If you reward turnover or market shares, while at the same time granting great freedoms in managing the lever of discounts, you should not be surprised if the result is large volumes with low profits. It is better to reward those who generate the highest margins. Our experience teaches us that intervention in this regard generates, on average, an increase in margins of 2 to 6 percentage points. This happens very quickly.
10) make sure the market understands what you want: avoid misunderstandings.
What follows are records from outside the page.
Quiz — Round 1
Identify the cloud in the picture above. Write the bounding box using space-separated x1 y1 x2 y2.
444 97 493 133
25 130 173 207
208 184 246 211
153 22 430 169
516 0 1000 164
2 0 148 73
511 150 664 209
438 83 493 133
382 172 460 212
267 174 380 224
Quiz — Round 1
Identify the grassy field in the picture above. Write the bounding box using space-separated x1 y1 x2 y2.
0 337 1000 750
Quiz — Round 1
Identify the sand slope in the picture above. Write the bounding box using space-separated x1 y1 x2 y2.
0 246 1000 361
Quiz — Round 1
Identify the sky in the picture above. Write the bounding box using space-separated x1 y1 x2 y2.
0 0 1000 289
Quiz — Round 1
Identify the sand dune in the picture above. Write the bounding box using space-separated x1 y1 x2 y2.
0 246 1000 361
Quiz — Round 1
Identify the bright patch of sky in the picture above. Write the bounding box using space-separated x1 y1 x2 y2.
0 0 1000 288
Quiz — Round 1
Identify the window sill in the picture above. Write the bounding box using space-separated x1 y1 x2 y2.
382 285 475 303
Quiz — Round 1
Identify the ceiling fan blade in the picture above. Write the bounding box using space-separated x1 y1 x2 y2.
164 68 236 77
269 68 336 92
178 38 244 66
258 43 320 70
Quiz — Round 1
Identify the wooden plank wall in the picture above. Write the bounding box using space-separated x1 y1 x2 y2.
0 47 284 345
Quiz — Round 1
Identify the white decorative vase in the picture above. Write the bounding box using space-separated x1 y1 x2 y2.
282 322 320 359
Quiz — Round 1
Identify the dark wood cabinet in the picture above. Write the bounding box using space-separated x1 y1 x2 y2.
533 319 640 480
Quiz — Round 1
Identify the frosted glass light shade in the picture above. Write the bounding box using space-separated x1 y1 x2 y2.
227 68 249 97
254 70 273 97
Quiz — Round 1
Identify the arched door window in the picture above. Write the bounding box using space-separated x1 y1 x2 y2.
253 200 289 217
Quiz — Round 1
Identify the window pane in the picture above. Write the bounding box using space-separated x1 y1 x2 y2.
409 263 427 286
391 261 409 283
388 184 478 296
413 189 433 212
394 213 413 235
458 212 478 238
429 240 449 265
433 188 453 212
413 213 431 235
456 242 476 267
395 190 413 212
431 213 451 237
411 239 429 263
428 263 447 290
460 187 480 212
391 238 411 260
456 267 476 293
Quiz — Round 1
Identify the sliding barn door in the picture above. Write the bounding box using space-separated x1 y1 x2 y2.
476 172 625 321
Send clear signals to the market to communicate clearly, what you intend to do on the market, what you think is up to you, how much resistance you tolerate, and from where you will go on the counterattack. For example, IKEA is keen to point out that it wants to offer the most affordable prices on the market, without however exaggerating. This company has publicly announced that it will immediately lower its prices as soon as a competitor makes a cheaper offer. Due to this, IKEA manages to maintain a constant relationship between its prices and those of the competition. Public signs regarding the orientation regarding margins are constantly found in the newspapers. The managing director of AOL replied in an interview to the question of whether it intended to reduce prices as follows significantly:
If you put the focus on revenue growth, it may make sense. However, we are now focusing on margins, and our current growth is in line with this goal.
Conclusions
I conclude this reflection by stressing that when disruptive innovations in mature markets are lacking, the competitive strategy is to ensure stability and a reasonable balance. Abandoning the goal of growing in terms of market share is the first step to focus the company on generating profits. However, this also requires a lot of discipline, time, and dexterity, to achieve peaceful coexistence with the other players on the market, it is worth it.